Verse 23
23. Bought Carrying out the metaphor of the slave; but it is still used to show that, as purchased by Christ, they are wrongfully bought and sold and owned by men.
Be not ye By any consent of your own. If slaves you are by compulsion of men, the crime is that of men, not yours. But whether you are compulsory bonds-men or not, be in soul so completely the liege of Christ that you are freemen as to men. There is every reason to believe that slaves formed a large part of the first Christian Churches. Says Mr. Withrow, in his Catacombs of Rome, p. 487.
“The condition of the slave population of Rome was one of inconceivable wretchedness. Colossal piles built by their blood and sweat attest the bitterness of their bondage. The lash of the taskmaster was heard in the fields, and crosses bearing aloft their quivering victims polluted the public highways. Vidius Pollio fed his lampreys with the bodies of his slaves. Four hundred of these wretched beings deluged with their blood the funeral pyre of Pedanius Secundus. A single freedman possessed over four thousand of these human chattels. They had no rights of marriage nor any claim to their children. This dumb, weltering mass of humanity, crushed by power, led by their lusts, and fed by public dole, became a hotbed of vice in which every evil passion grew.”

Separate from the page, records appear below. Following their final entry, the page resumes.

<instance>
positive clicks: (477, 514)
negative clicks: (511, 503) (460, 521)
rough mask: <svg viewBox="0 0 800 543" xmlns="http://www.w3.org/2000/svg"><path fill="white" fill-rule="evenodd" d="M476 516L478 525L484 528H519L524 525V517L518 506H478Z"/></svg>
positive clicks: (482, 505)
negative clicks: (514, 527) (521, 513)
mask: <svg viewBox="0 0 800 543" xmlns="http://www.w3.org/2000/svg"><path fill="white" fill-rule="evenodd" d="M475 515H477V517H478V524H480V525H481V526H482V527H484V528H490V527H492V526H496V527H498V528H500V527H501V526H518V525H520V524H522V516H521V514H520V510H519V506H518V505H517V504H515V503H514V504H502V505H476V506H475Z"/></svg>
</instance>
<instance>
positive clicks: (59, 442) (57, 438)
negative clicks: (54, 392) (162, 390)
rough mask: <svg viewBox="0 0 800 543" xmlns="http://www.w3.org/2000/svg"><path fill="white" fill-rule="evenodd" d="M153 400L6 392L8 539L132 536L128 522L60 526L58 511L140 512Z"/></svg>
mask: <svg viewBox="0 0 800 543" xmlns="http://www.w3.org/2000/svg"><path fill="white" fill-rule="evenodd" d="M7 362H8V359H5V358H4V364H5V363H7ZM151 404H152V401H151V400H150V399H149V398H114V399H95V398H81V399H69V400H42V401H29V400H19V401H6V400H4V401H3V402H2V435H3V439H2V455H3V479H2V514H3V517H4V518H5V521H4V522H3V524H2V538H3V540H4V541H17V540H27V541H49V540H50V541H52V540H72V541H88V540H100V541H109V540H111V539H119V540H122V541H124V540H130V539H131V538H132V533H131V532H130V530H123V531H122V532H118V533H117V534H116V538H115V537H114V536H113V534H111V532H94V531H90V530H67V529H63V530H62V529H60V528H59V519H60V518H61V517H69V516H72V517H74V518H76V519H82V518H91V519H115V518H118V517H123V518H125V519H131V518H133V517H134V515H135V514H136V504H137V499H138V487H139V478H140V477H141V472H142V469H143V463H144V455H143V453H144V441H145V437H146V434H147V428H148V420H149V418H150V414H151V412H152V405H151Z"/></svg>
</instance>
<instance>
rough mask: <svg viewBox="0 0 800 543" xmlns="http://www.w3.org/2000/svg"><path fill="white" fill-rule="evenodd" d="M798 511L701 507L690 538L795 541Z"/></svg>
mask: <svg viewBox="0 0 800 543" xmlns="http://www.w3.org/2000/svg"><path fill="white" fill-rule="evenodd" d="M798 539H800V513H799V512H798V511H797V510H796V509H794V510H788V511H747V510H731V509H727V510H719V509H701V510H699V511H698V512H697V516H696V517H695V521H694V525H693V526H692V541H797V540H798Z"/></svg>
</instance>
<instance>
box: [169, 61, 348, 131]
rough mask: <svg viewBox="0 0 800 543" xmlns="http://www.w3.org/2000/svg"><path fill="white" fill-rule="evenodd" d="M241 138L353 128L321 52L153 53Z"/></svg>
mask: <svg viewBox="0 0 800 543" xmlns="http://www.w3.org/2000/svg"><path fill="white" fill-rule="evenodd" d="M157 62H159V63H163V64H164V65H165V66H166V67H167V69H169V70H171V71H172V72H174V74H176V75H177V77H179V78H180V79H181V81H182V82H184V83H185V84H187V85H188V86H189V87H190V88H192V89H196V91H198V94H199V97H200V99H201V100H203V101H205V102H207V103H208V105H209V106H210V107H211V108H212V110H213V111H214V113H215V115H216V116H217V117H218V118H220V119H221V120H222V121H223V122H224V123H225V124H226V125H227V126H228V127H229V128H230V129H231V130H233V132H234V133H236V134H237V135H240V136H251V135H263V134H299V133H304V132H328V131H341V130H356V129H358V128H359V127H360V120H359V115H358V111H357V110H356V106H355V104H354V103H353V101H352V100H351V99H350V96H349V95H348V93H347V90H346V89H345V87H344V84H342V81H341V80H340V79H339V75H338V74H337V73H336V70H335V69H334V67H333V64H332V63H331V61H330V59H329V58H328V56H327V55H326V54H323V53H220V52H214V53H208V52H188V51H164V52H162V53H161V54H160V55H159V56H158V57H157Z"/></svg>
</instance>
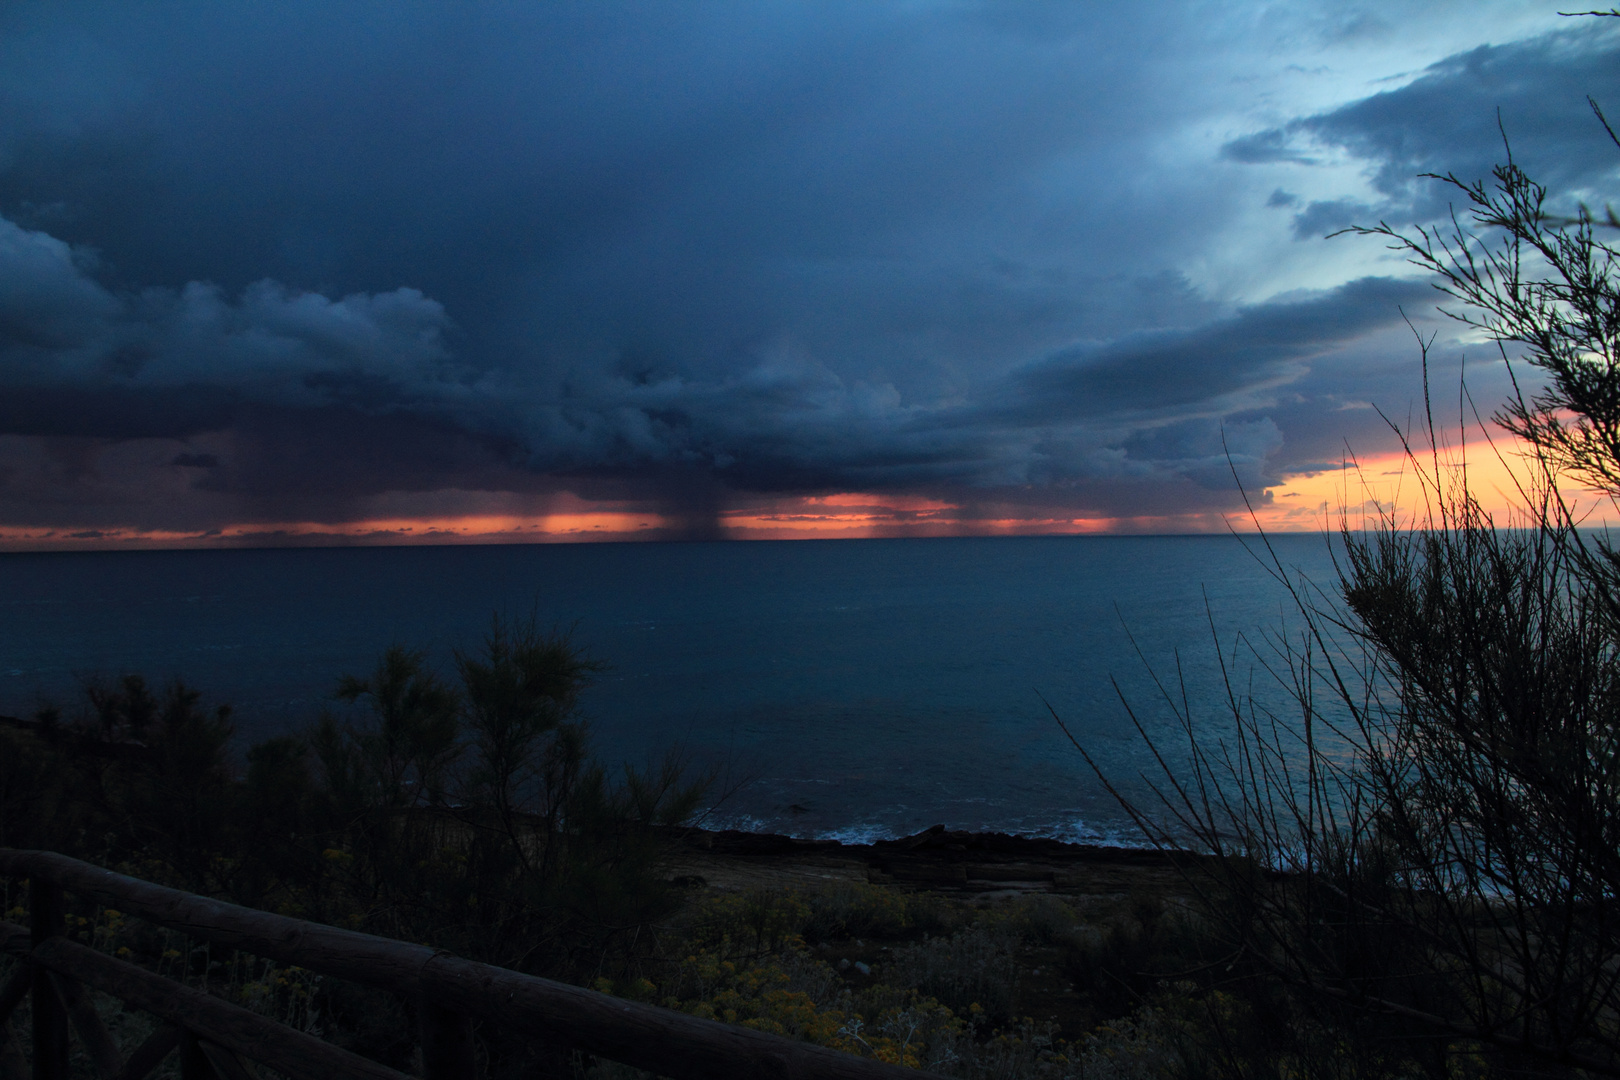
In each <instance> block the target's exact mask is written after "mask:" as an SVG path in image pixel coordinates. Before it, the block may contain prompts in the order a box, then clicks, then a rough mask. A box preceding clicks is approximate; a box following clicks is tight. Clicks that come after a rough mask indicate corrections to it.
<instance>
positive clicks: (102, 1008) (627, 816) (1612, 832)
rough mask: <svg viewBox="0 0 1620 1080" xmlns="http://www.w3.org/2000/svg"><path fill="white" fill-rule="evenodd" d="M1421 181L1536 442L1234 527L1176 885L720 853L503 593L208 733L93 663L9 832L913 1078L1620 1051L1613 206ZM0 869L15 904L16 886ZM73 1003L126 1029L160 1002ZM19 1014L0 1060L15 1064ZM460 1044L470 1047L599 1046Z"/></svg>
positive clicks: (8, 783) (1616, 278)
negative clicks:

Yet how Christianity ignored degrading distinctions is thus shown by the records on their tombs. “Out of eleven thousand Christian inscriptions of the first six centuries, scarce half a dozen make any reference to a condition of servitude, and of these, as Dr. Northcote remarks, two or three are doubtful. Yet of pagan epitaphs at least three fourths are those of slaves or freedmen. The conspicuous absence of recognition of this unhappy distinction is no mere accident. We know that the Christians were largely drawn from the servile classes, but in the Church of God there was no respect of persons.” Catacombs, p. 485.